Quand il fut au bout du mur et hors de toute vue:
– Voyons, dit-il en respirant brusquement, Athos était-il chez lui?… Non. Tous ces fainéants qui se croisaient les bras dans la cour eussent été en nage si le maître avait pu les voir. Athos en voyage?… c'est incompréhensible.
«Ah bah! celui-là est mystérieux en diable… Et puis, non, ce n'est pas l'homme qu'il me fallait. J'ai besoin d'un esprit rusé, patient. Mon affaire est à Melun, dans certain presbytère de ma connaissance. Quarante-cinq lieues! quatre jours et demi! Allons, il fait beau et je suis libre. Avalons la distance.
Et il mit son cheval au trot, s'orientant vers Paris. Le quatrième jour, il descendait à Melun, selon son désir.

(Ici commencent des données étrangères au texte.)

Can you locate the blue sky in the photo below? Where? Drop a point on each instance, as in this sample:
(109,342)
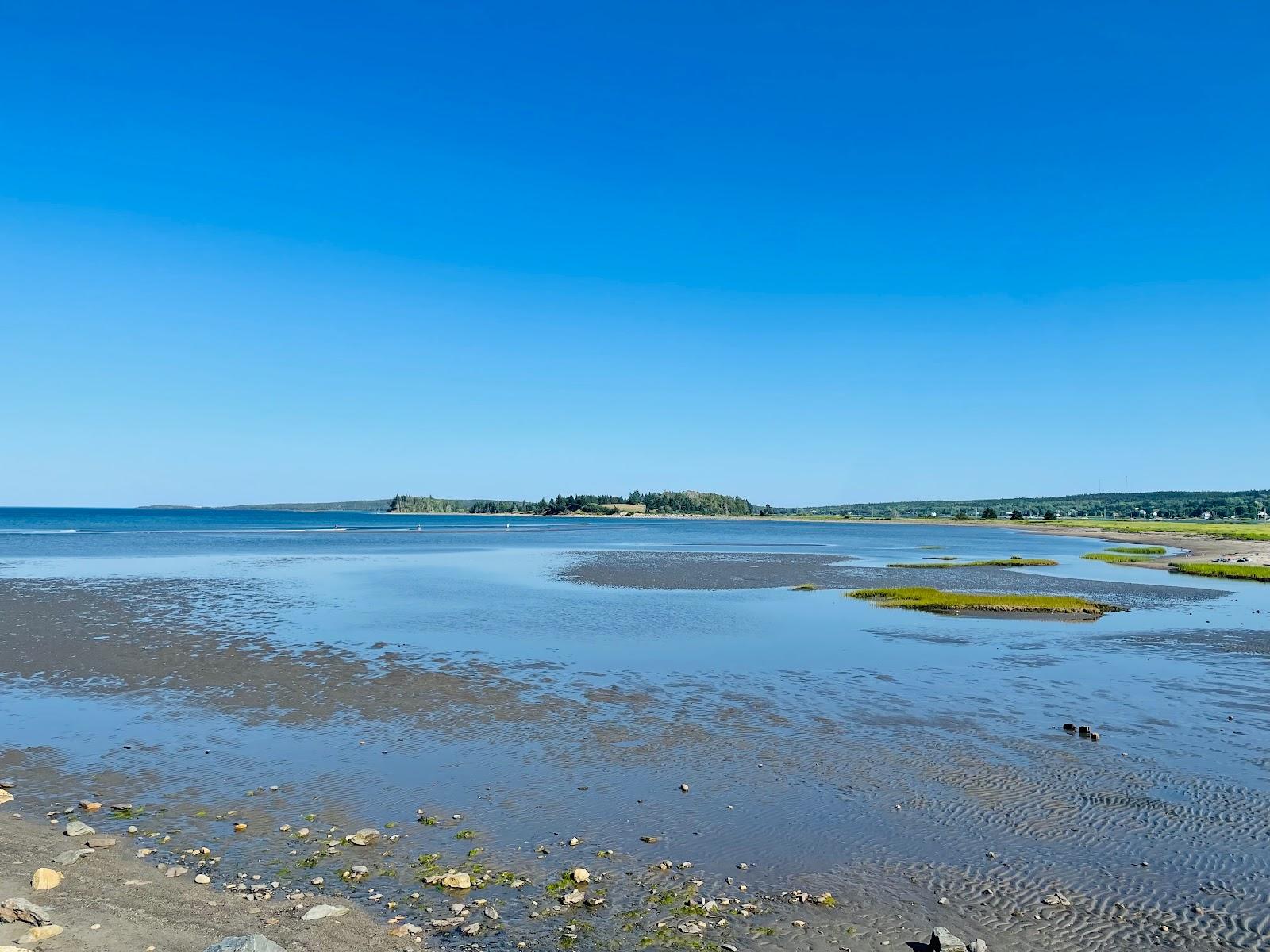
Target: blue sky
(806,253)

D'Artagnan avait pour habitude de ne jamais demander à personne le chemin ou un renseignement banal. Pour ces sortes de détails, à moins d'erreur très grave, il s'en fiait à sa perspicacité jamais en défaut, à une expérience de trente ans, et à une grande habitude de lire sur les physionomies des maisons comme sur celles des hommes. À Melun, d'Artagnan trouva tout de suite le presbytère, charmante maison aux enduits de plâtre sur de la brique rouge, avec des vignes vierges qui grimpaient le long des gouttières, et une croix de pierre sculptée qui surmontait le pignon du toit. De la salle basse de cette maison un bruit, ou plutôt un fouillis de voix, s'échappait comme un gazouillement d'oisillons quand la nichée vient d'éclore sous le duvet. Une de ces voix épelait distinctement les lettres de l'alphabet. Une voix grasse et flûtée tout à la fois sermonnait les bavards et corrigeait les fautes du lecteur. D'Artagnan reconnut cette voix, et comme la fenêtre de la salle basse était ouverte, il se pencha tout à cheval sous les pampres et les filets rouges de la vigne, et cria:
– Bazin, mon cher Bazin, bonjour!
Un homme court, gros, à la figure plate, au crâne orné d'une couronne de cheveux gris coupés court simulant la tonsure, et recouvert d'une vieille calotte de velours noir, se leva lorsqu'il entendit d'Artagnan. Ce n'est pas se leva qu'il aurait fallu dire, c'est bondit. Bazin bondit en effet et entraîna sa petite chaise basse, que des enfants voulurent relever avec des batailles plus mouvementées que celles des Grecs voulant retirer aux Troyens le corps de Patrocle. Bazin fit plus que bondir, il laissa tomber l'alphabet qu'il tenait et sa férule.
– Vous! dit-il, vous, monsieur d'Artagnan!
– Oui, moi. Où est Aramis… non pas, M. le chevalier d'Herblay… non, je me trompe encore, M. Le vicaire général?
– Ah! monsieur, dit Bazin avec dignité, Monseigneur est en son diocèse.